I think the first thing that unsettled me was the fact the ALL the lanai furniture was in the house because of the hurricane threat. I slept in the spare bedroom, but couldn't use the closet or the drawers as they were all blocked by that nasty vinyl web furniture. I've seen it this way before, so have no idea why I was so unsettled by it. Secondly, I'm not that familiar with being there at the same time as my brother, so we kind of got on each others nerves a tiny bit! Thirdly - there is just too much to do! I'm perpetually cleaning when I am there, there is clutter everywhere and I just have the overwhelming urge to organize, or clean. My MIL lives down there now and I have to see her, and the aunts and other cousins. I got the guilt trip from MIL, who wanted me to help with her computer...and from mom who wanted to know why I was with MIL. And one of the aunts is insulted because I didn't see her - all this because I took two hours for myself on Saturday AM to get some essential "beauty" work done. And I wanted to spend time with my brother, who I really adore, and with Dad - who can barely see me when I walk into the room. Somehow it never fell into the rhythm that I usually get going after a day.

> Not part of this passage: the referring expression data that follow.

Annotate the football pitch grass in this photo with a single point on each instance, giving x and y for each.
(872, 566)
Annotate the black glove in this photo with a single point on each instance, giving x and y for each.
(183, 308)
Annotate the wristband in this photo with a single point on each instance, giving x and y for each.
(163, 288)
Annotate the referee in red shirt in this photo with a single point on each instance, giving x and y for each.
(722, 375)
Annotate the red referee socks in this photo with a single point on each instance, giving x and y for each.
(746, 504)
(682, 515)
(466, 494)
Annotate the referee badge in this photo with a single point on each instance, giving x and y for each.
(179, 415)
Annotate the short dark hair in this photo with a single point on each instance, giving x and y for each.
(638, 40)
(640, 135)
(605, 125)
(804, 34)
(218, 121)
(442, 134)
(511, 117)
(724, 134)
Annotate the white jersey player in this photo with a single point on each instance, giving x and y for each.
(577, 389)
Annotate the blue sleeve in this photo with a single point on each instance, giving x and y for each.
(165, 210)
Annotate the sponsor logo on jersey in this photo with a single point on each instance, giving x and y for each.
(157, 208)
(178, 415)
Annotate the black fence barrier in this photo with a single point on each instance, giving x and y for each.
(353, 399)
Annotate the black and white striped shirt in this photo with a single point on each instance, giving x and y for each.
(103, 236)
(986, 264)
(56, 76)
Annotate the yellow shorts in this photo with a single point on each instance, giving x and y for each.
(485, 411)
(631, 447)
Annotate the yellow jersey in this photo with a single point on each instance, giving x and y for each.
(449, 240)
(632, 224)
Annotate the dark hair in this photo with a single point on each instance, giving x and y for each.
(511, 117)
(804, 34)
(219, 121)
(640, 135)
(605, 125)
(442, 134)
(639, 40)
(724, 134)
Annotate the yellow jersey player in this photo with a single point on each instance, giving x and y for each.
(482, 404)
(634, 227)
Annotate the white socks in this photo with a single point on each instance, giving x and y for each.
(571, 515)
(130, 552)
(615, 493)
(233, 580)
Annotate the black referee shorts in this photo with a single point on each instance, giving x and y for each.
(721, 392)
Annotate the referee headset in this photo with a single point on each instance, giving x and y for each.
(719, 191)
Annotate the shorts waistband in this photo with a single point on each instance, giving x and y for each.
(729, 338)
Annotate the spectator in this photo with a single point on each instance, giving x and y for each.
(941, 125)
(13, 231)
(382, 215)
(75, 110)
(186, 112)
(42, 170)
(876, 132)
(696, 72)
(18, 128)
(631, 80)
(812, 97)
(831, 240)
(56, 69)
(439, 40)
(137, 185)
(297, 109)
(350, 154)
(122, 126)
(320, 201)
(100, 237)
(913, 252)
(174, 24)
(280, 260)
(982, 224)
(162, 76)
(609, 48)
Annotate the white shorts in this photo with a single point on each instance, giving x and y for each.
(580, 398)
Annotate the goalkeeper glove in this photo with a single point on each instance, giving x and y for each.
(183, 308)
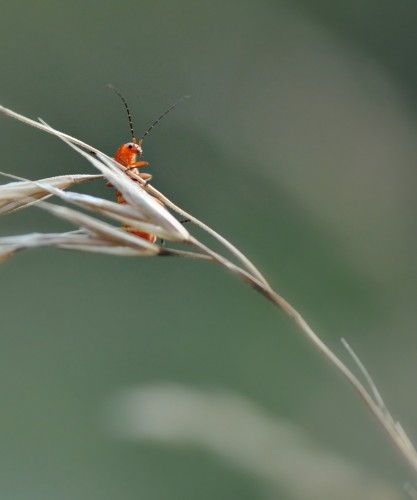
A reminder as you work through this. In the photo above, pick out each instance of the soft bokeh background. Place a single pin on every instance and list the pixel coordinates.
(299, 145)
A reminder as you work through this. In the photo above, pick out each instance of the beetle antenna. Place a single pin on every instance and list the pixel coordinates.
(163, 114)
(129, 116)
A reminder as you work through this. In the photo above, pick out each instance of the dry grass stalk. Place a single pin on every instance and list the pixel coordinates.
(146, 214)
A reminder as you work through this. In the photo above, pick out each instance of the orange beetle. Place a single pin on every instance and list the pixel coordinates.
(127, 154)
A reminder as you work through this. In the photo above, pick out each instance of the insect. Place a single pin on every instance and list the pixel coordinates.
(127, 155)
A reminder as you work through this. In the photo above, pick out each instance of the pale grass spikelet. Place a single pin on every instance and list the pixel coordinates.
(144, 212)
(20, 194)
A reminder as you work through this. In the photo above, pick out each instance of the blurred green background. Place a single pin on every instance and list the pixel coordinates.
(298, 144)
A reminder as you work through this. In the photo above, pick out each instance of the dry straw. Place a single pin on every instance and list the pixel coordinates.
(144, 213)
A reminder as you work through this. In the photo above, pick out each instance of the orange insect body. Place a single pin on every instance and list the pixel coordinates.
(126, 155)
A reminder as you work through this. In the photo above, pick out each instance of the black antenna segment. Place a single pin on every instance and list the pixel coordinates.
(127, 109)
(160, 118)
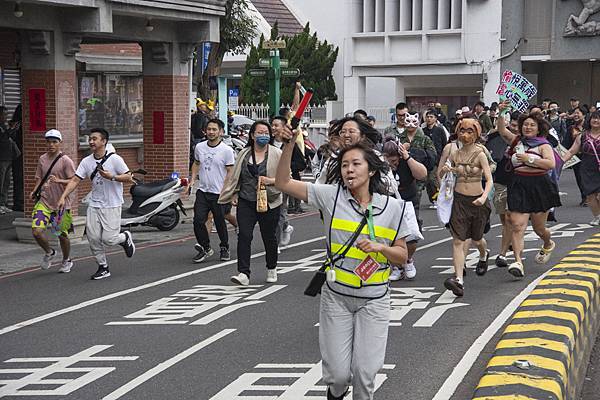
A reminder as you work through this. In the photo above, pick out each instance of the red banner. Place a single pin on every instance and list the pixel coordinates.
(37, 110)
(158, 127)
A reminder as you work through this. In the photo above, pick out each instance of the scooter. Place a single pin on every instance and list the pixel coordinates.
(155, 204)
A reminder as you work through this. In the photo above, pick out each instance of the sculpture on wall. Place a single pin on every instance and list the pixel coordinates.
(579, 25)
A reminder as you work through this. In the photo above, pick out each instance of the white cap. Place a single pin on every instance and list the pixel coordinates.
(53, 134)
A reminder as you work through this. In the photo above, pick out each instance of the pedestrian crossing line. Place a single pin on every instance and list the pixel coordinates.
(509, 397)
(531, 359)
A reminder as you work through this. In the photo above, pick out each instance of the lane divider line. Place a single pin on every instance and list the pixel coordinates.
(124, 292)
(544, 350)
(129, 386)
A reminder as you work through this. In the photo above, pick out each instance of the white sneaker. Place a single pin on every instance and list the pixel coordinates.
(286, 235)
(66, 266)
(396, 274)
(409, 270)
(240, 279)
(272, 275)
(47, 260)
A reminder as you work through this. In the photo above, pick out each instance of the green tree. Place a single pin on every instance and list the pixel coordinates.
(237, 29)
(314, 59)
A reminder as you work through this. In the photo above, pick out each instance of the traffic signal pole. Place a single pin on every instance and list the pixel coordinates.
(274, 77)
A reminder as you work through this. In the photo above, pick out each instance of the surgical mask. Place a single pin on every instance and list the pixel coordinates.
(262, 141)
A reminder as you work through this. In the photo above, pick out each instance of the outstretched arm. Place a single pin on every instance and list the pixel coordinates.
(294, 188)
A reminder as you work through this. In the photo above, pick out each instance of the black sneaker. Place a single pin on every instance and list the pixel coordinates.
(332, 397)
(224, 255)
(128, 244)
(454, 286)
(102, 273)
(481, 267)
(501, 262)
(203, 254)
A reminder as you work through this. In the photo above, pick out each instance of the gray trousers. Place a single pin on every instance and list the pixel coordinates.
(353, 338)
(103, 227)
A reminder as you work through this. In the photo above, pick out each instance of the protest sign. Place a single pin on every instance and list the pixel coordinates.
(517, 89)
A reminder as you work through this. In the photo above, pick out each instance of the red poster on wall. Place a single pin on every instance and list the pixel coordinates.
(37, 109)
(158, 127)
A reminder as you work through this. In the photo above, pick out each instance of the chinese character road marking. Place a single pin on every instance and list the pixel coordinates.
(129, 386)
(60, 365)
(403, 300)
(306, 385)
(182, 306)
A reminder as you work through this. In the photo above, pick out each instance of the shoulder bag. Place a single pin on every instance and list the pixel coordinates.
(317, 281)
(37, 194)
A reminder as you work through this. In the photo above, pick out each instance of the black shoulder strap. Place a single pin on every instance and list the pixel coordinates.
(106, 157)
(45, 178)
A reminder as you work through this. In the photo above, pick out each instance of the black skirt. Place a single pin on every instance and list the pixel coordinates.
(532, 194)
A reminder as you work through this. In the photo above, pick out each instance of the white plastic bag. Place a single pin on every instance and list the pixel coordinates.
(445, 197)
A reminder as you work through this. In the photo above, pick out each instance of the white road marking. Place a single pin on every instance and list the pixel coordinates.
(129, 386)
(111, 296)
(464, 365)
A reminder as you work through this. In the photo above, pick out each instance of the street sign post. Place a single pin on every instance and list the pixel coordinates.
(274, 44)
(258, 72)
(290, 72)
(274, 68)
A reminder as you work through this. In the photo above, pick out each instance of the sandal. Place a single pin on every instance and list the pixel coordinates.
(544, 254)
(516, 269)
(481, 268)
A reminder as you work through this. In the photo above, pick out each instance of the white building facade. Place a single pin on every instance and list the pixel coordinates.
(417, 51)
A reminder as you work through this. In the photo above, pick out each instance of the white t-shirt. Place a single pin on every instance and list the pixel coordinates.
(213, 161)
(105, 193)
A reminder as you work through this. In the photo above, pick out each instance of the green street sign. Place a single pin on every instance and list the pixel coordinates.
(258, 72)
(290, 72)
(274, 44)
(266, 63)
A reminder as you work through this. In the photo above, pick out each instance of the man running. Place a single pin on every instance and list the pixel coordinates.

Maybe it's just too many changes at once, or the realization that they (the 'rents) are so old and while they are independent now, they will not remain that way for very long. I rely on Mom to be upbeat and to dye her hair red, and to exercise every morning (despite being 85 years old), and to be the "crazy aunt". I rely on Dad to know how the economy is going, and to listen more than he talks, and to throw out a few stories every now and then. I dread a bad illness for mom, where she won't be able to care for herself. I know that Dad is just going to get skinnier and skinnier and be the incredible shrinking man. I know it all, I know it's inevitable, but I hate the thought..and it was enough to get me completely unsettled this weekend.
I'm glad to be home, but wish my parents lived closer so that not every trip would be such a long ordeal; that I could just pop over with dinner, or take them out to Sunday brunch. It's not that it would be easier - but I think it would be better - for them..and for me.